TylerStan4Ever: YESSSS BOUNDARY BOX TIME

BoxMaster69: These are always fire

EthicallyQuestioning: This is literally why I subscribed

“Before we begin, huge announcement.” I paused for dramatic effect. “We’re just 2,500 subscribers away from the one million milestone. When we hit it, I’m planning something unprecedented—live unboxing of anonymously submitted personal diaries. Real, raw, unfiltered human stories.”

MorbidCuriosity: That’s messed up dude. I’m so in.

StreamQueen22: Isn’t that like…illegal?

KarmaCollector: Finally some good content on this platform

“Now for today’s submission.” I lifted the package, giving it a gentle shake near the microphone—a signature move that had become a fan favourite. “Remember, these are sent willingly to our P.O. box. I never solicit specific items. Whatever secrets emerge, the sender chose to share them.”

This disclaimer had become necessary since the divorce papers incident three months ago, when a viewer had sent her husband’s request for separation, complete with allegations of infidelity.

The video hit two million views before the husband’s lawyer contacted me.

I sliced through the tape with a pearl-handled letter opener—another signature touch.

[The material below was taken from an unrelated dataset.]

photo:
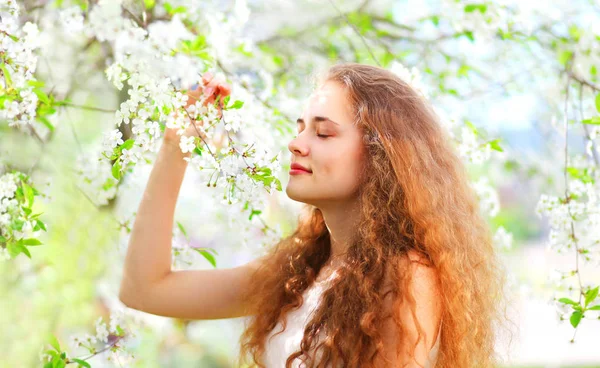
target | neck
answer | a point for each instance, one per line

My brand was built on these details—theatrical presentation of increasingly invasive revelations.

“Let’s see what we’ve got today.”

Inside the box lay a stack of letters bound with twine, yellowed with age.

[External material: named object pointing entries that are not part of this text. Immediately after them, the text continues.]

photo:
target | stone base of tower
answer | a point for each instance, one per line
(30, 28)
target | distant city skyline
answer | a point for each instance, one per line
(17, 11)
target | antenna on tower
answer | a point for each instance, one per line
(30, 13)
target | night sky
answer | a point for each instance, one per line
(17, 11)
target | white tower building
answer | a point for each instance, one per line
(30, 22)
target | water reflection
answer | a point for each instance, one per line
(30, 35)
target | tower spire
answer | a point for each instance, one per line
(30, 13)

“Correspondence.” I pulled out the bundle. “Looks like love letters based on the hearts drawn on the envelopes.”

I began reading the first letter aloud, a teenage girl’s passionate declaration of love to her boyfriend before he departed for university.

By the third paragraph, the content turned explicit, the writer detailing exactly what she missed about their physical relationship.

“Oh wow,” I laughed nervously, glancing at the chat going wild. “This is definitely monetisation-unfriendly content.”

I continued reading. The letters progressed chronologically, revealing the boyfriend’s gradual disinterest, the girl’s increasing desperation, her threats of self-harm if he abandoned her.

“Jesus.” I shook my head to the camera, eyebrow raised in a memeable pose.

The last letter contained a grainy sonogram image.

The girl was pregnant.

The boyfriend had blocked her number.

The chat scrolled too quickly to read individual comments, but the general sentiment was clear—they wanted more.

Always more.

I checked the viewer count—54,391. My highest ever.

“Well, that was intense,” I said, affecting the detached, slightly amused tone that had become my trademark. “Whoever sent these in, I hope you found some closure by sharing. Remember everyone, we hit one million subscribers, and we’re upgrading to full diaries. Make sure to hit subscribe and that notification bell.”

After ending the stream, I sat in silence, staring at the letters.

I should have felt something—guilt perhaps, or shame at broadcasting someone’s private anguish for entertainment.

Instead, I felt only the hollow satisfaction of good metrics, of engagement analytics trending upward, of another successful performance.

This was what my channel had become.

What I had become.

It hadn’t started this way.

Two years ago, I was just another tech enthusiast unboxing the latest gadgets, fighting for relevance in an oversaturated market.

Then came the accidental breakthrough—a package containing not the smartphone I’d ordered, but divorce papers mistakenly delivered to my address.

On a whim, I’d unboxed them on camera, reading aloud the clinical dissolution of a stranger’s marriage.

The video exploded overnight. Viewers wanted more boundary-crossing content, more voyeuristic thrills, more opportunities to witness private pain from a safe distance.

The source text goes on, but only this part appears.